Os dirigentes do PSD sabem de tudo isso mas, como as sondagens lhes são problemáticas perante a subida da extrema-direita, sentem-se na obrigação de prestar serviço declarativo. Não lhes vai sair bem, dado que a contradição entre a bravata e a aceitação dos preceitos diplomáticos tem um custo. Não se pode tonitruar de manhã e fazer rapapés no banquete da noite sem que ninguém dê pela hipocrisia.

Ainda por cima, tudo isto é entretenimento para Ventura. Ele está-se nas tintas para a Ucrânia e para estas declarações de Lula. Aliás, anunciou com pompa que vai trazer a Portugal Bolsonaro (e que posição tinha esse homem sobre a guerra da Ucrânia?) e Salvini (que se passeava com uma tshirt com a cara do seu ídolo e aliado, Putin). Alguns dos melhores putinistas são os ilustres convidados de Ventura. Ora, o que a extrema-direita disputa não tem nada que ver com estes jogos florais protestativos: o que quer é constituir um confronto que desacredite ou avacalhe o parlamento fazendo uma cena, é a sua forma de combater o “sistema” para ganhar espaço no espanto da população, e, sobretudo, pretende mobilizar o bolsonarismo emigrado para Portugal.

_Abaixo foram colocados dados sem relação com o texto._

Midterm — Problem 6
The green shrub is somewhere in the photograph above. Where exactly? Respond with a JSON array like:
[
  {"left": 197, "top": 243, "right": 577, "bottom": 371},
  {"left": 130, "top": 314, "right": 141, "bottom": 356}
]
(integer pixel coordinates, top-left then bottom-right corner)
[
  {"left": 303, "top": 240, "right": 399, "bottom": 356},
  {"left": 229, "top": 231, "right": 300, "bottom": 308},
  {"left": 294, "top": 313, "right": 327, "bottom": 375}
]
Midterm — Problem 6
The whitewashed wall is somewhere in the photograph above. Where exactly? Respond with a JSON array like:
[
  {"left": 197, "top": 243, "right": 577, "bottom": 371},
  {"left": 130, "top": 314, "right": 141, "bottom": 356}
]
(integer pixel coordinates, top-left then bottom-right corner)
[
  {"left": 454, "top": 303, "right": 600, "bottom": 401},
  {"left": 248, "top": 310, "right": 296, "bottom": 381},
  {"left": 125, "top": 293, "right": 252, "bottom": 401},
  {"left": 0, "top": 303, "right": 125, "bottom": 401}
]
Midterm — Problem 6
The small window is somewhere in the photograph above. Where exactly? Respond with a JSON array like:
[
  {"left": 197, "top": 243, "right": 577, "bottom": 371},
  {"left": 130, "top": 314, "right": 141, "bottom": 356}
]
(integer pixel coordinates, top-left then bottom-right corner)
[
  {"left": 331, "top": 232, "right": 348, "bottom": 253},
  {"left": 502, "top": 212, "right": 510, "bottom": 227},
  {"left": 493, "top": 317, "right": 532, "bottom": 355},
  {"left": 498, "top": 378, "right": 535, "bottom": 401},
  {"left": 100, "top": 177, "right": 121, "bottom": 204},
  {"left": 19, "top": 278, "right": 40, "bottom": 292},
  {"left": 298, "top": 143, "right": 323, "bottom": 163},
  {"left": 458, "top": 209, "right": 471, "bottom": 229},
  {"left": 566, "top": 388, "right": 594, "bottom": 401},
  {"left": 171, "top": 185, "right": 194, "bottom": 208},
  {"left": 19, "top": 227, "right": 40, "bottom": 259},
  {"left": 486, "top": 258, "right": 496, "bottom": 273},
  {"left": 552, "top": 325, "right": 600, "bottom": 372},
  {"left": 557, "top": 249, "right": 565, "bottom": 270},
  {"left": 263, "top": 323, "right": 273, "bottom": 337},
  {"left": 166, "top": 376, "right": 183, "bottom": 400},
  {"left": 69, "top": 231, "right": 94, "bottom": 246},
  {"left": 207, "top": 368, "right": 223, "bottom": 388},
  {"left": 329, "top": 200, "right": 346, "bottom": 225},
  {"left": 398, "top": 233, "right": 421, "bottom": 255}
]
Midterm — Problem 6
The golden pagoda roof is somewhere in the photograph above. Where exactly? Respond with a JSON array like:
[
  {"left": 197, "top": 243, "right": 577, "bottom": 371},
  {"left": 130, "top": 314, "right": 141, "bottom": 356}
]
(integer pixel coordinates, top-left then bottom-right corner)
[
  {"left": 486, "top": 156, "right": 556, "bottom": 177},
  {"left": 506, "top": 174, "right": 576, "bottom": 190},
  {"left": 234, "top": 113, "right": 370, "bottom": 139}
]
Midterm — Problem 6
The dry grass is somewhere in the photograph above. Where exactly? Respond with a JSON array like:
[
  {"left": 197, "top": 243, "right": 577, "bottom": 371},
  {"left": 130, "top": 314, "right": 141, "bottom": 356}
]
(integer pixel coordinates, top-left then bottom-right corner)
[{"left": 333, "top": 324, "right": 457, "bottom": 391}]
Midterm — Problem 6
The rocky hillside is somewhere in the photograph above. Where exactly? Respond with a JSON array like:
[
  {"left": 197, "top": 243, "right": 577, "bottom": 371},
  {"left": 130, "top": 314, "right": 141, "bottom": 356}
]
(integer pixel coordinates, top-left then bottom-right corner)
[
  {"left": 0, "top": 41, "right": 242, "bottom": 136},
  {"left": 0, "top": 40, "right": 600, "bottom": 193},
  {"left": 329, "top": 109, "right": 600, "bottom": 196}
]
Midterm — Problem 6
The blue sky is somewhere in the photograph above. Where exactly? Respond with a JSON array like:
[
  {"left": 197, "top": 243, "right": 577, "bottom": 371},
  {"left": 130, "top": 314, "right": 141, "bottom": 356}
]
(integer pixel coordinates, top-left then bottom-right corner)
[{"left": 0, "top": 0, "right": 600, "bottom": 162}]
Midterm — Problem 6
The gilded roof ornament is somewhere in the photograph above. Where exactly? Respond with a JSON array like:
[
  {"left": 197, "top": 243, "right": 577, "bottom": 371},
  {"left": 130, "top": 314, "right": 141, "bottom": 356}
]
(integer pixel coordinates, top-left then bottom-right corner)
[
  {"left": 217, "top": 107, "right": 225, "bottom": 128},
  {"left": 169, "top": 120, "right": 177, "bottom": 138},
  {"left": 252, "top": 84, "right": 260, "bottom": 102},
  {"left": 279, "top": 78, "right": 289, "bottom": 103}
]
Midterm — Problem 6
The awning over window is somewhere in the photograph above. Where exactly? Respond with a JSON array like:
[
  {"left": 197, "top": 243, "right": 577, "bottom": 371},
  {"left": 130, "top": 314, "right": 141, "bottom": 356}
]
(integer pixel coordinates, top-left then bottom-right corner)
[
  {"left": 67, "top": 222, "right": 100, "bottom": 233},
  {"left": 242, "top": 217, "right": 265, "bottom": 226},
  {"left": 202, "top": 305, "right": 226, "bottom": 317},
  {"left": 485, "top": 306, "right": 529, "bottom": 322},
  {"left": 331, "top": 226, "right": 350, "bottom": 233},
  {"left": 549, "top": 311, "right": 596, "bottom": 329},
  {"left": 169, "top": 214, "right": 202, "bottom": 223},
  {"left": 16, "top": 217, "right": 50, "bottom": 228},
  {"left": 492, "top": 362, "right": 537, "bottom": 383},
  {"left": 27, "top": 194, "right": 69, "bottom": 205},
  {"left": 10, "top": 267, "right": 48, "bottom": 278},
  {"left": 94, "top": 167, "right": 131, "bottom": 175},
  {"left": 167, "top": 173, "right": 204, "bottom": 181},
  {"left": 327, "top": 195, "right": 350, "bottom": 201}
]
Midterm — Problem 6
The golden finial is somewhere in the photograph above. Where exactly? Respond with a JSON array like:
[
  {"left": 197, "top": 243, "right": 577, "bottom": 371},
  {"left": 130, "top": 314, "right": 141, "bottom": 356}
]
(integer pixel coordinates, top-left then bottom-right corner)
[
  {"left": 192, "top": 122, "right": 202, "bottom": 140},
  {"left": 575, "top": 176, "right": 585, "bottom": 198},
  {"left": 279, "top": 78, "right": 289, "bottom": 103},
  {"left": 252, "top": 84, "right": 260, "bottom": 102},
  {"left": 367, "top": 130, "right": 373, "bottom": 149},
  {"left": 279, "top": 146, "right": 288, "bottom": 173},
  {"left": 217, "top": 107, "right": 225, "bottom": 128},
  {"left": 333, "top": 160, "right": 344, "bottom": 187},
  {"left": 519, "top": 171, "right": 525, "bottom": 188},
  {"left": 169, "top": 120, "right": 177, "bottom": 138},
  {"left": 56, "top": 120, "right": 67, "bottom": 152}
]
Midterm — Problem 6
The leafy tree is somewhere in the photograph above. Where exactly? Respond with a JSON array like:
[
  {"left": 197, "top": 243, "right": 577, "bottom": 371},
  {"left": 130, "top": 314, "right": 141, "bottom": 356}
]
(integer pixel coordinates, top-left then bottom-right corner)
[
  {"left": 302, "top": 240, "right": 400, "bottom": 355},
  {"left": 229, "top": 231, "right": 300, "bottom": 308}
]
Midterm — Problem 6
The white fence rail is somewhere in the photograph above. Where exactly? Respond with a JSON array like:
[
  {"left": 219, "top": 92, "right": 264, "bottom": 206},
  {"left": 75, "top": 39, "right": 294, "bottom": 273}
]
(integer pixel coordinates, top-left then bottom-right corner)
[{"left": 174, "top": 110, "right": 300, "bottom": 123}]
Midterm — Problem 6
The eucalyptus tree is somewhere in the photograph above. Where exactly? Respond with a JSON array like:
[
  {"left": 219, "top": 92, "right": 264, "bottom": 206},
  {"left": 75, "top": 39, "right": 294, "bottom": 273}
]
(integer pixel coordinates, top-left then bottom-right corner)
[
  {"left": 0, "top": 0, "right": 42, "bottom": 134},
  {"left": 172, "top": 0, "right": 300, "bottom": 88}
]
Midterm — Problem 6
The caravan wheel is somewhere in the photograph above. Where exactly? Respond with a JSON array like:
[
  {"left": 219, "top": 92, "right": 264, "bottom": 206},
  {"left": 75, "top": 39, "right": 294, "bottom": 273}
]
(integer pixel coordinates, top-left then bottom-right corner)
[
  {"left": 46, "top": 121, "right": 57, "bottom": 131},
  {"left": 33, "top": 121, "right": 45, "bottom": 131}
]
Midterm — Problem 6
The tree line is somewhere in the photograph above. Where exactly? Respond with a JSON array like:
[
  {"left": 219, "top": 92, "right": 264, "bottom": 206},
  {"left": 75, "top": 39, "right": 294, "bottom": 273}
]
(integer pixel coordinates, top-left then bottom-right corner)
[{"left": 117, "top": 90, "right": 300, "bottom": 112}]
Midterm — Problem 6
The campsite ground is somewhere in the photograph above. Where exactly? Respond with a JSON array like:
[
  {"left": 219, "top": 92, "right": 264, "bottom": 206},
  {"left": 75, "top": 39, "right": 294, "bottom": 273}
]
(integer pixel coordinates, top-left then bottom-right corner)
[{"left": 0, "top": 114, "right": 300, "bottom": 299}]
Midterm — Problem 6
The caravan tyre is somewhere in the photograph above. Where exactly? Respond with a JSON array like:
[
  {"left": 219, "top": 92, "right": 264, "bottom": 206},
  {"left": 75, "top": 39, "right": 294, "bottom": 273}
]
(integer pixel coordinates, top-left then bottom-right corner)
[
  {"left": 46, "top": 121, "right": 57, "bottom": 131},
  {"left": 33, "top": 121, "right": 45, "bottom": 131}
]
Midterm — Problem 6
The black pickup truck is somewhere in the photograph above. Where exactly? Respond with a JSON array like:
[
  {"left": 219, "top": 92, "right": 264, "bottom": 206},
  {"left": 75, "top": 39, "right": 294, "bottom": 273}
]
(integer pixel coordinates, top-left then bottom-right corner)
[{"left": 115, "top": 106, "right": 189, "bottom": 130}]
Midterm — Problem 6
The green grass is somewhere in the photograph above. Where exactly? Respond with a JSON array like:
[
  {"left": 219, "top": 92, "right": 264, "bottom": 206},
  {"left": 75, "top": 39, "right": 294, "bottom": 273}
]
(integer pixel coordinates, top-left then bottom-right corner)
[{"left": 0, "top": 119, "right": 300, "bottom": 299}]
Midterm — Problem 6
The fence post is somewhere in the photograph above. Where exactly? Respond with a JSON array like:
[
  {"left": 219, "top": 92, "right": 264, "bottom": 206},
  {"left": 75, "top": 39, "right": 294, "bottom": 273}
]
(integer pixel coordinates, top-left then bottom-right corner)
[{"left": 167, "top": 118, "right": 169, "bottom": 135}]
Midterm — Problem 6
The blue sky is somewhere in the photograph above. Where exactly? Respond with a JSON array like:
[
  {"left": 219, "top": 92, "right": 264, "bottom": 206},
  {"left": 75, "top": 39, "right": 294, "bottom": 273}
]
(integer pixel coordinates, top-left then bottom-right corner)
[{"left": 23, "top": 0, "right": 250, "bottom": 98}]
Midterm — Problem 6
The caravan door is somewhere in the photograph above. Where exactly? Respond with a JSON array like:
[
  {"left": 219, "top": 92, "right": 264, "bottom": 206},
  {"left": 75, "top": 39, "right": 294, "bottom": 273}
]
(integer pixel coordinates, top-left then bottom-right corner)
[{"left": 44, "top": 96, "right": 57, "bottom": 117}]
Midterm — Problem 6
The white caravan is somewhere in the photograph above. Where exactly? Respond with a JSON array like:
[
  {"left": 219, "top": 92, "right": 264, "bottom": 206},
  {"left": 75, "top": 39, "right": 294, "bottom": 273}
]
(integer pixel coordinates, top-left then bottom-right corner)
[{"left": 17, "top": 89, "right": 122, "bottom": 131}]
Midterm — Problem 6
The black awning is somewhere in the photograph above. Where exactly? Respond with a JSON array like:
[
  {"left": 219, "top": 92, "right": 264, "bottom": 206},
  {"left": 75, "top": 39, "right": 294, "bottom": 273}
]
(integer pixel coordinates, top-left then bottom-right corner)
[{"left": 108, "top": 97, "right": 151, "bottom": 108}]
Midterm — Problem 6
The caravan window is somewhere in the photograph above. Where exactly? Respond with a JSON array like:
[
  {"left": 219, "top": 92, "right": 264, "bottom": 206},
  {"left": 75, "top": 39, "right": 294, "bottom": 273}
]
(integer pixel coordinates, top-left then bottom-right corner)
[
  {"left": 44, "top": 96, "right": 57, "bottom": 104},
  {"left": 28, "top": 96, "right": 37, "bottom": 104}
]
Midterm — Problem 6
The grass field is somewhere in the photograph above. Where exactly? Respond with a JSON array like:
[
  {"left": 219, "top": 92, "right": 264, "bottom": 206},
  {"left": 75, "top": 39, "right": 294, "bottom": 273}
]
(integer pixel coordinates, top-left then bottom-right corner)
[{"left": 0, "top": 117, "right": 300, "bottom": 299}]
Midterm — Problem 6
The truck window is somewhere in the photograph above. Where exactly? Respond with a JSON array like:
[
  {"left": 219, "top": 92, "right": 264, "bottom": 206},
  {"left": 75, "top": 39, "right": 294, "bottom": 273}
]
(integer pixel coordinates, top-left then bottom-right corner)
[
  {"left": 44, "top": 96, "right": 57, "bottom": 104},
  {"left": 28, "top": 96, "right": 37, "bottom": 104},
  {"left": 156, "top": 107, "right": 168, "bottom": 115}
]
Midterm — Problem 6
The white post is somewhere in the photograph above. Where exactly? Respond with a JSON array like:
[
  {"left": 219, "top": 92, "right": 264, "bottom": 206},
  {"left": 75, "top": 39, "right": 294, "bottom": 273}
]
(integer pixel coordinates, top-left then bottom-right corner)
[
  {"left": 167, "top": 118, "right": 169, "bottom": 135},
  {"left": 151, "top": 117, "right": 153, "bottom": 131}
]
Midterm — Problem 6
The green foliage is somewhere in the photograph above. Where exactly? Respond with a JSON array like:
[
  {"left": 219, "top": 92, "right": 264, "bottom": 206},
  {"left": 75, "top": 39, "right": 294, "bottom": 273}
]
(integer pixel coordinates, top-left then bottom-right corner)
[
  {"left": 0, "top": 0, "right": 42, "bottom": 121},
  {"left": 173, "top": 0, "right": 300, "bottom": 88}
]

É aqui que devia estar a atenção das forças políticas.

Ventura precisa dessa manifestação por dois motivos. O primeiro é que o ano lhe está a correr mal. Prometeu em dezembro que ocuparia as ruas e houve grandes manifestações – da escola pública, do 8 de março, da Vida Justa, da habitação, haverá mais de professores, o 25 de abril e o 1º de maio, e ainda a manifestação pelo SNS – mas nenhuma da extrema-direita, a que falta povo para isso. Ora, o chefe está nervoso por saber que as tropas se acomodam e precisam de tensão, foi por isso que ensaiou um discurso tremendista sobre os assassinatos no Centro Ismaili, o que não lhe saiu bem, foi abutrismo a mais. A segunda razão é que faz parte da agenda da extrema-direita criar uma milícia e, matreiro, Ventura acha que o bolsonarismo avulso lhe vai dar esses recrutas. Alguns votam – Marcelo chegou a dizer, com algum exagero, que dois terços dos votos do Chega eram dessa gente – e alguns poderão estar dispostos a servirem de tropa de choque. Não é a rua que Ventura quer influenciar, é medo que quer criar. Precisa de lama e de um cacete e acha que os encontrou no ódio a Lula.